Excuse the language, but shit’s been shitty around here lately. I hadn’t been sewing, I hadn’t been writing, I was barely making it through the day. So I took last week off and sewed my ass off.
These were the two last dresses I made, but the first I’m writing about because I’ve already reviewed the pattern so I can talk about…well, whatever I want.
I sewed these two wrap dresses in rapid succession, even returning to finish the blue one after dinner (which usually I’m too worn out by the time dinner rolls around to successfully, or at least less-stressfully, any sewing I’d started). On the large blue floral one, the fabric you may recognize from this dress, I added a little bit of flair at the bottom to give it some movement and volume, and I’m quite happy with it.

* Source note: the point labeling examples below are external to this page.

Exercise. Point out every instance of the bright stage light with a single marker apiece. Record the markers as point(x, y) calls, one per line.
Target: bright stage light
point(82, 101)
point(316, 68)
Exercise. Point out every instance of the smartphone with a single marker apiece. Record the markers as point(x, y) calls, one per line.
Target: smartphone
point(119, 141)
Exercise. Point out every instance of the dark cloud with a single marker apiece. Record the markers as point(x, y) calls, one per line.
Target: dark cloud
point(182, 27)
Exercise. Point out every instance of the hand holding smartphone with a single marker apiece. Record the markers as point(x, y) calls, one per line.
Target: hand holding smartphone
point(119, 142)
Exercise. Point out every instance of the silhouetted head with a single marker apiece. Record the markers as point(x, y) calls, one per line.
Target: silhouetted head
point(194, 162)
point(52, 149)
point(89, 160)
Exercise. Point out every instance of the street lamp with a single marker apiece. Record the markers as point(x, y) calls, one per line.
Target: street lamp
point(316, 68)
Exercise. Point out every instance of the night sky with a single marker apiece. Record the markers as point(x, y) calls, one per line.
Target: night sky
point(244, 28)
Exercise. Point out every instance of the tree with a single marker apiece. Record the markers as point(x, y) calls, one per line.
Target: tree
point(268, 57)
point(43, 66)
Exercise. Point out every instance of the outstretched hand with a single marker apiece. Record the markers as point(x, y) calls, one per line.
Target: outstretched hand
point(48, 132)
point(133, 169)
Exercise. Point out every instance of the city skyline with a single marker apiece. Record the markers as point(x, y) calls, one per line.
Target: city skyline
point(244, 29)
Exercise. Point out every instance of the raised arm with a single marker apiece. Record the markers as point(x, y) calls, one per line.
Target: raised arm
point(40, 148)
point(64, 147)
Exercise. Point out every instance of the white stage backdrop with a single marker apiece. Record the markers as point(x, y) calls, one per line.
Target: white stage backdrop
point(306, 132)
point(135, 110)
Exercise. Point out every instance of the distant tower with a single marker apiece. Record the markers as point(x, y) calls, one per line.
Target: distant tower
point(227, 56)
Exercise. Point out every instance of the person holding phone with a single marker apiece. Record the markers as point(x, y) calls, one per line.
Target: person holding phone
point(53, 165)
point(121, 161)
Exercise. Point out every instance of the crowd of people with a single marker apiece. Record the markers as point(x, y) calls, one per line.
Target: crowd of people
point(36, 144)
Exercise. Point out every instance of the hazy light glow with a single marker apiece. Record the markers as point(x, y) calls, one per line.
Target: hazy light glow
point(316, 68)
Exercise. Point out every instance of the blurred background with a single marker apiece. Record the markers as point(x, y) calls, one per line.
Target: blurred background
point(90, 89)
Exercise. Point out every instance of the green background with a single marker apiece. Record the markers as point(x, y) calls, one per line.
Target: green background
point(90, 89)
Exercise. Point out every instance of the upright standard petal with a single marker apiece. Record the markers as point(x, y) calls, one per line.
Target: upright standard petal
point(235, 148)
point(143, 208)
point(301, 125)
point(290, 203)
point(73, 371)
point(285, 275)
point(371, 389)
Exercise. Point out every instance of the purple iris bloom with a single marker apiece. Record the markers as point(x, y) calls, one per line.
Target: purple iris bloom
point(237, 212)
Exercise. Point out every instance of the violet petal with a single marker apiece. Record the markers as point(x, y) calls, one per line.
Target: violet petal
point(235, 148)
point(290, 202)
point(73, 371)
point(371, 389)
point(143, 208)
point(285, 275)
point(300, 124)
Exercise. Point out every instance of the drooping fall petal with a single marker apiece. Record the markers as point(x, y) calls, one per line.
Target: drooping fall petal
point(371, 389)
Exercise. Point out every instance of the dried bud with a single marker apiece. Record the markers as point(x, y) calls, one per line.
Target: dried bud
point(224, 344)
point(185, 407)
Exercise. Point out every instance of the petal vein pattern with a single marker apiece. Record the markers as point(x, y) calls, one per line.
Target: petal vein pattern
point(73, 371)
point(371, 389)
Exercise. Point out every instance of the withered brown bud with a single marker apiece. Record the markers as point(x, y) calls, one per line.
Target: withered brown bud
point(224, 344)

The other one is made from wax print, and you should immediately go and listen to this episode of the Stitch Please podcast to learn about how problematic this fabric is, but I got it from a destash group and before I had listened to the podcast episode, and look at that turquoise! And the purple roses! And don’t the colors look AMAZING on me?
I love this pattern because it’s almost entirely just straight lines. The one exception is the neck in the back (and the arm holes and pockets), but it’s easy to cut, easy to assemble, easy to sew. There is literally nothing hard about this dress. At all. And when you’re done, it’s reliably adorable! Look at my smile! I really mean it and I’m not just plastering it on my face as a mask! I look like a cute, normal human female!
These two dresses were a small win for me, but a win (ok, two wins?) I sorely needed. I don’t know if I was practicing mindful sewing or mindless sewing; everything, even the sewing really, just fell away. I could reliably be on autopilot, zone out while I was sewing. The hardest step (for me) is the first one, because I have to make sure I get the direction of the facing right, but once I get that set up, my mind can go rather blank and it’s ok.
Sew the front facings to the neck facing. Zigzag the outside edge. Sew the pockets to the sides at the lower two notches. Anchor them open with a zigzag to knock out two steps in one. Sew the shoulders, sew the sides, zigzag the shoulders, zigzag the sides. Anchor the pocket (but you can come back and do that if you forget. Sew the facing, anchor the facing. Sew the tie, turn out the tie, sew the tie to the dress. Sew the sleeve hem. Sew the bottom hem.
I don’t have to keep looking at the instructions, I can just sew, can just be. I don’t even think what I’m doing is getting into “the flow” – I’m not being creative. At all. I’m mechanically following a series of relatively simple steps that I know how to do relatively well. And that’s ok! That’s all my brain and my body wanted to do, all it could do. So we did that. And we got two cute dresses from it.
And for a day, I wasn’t constantly thinking about how shitty everything is right now.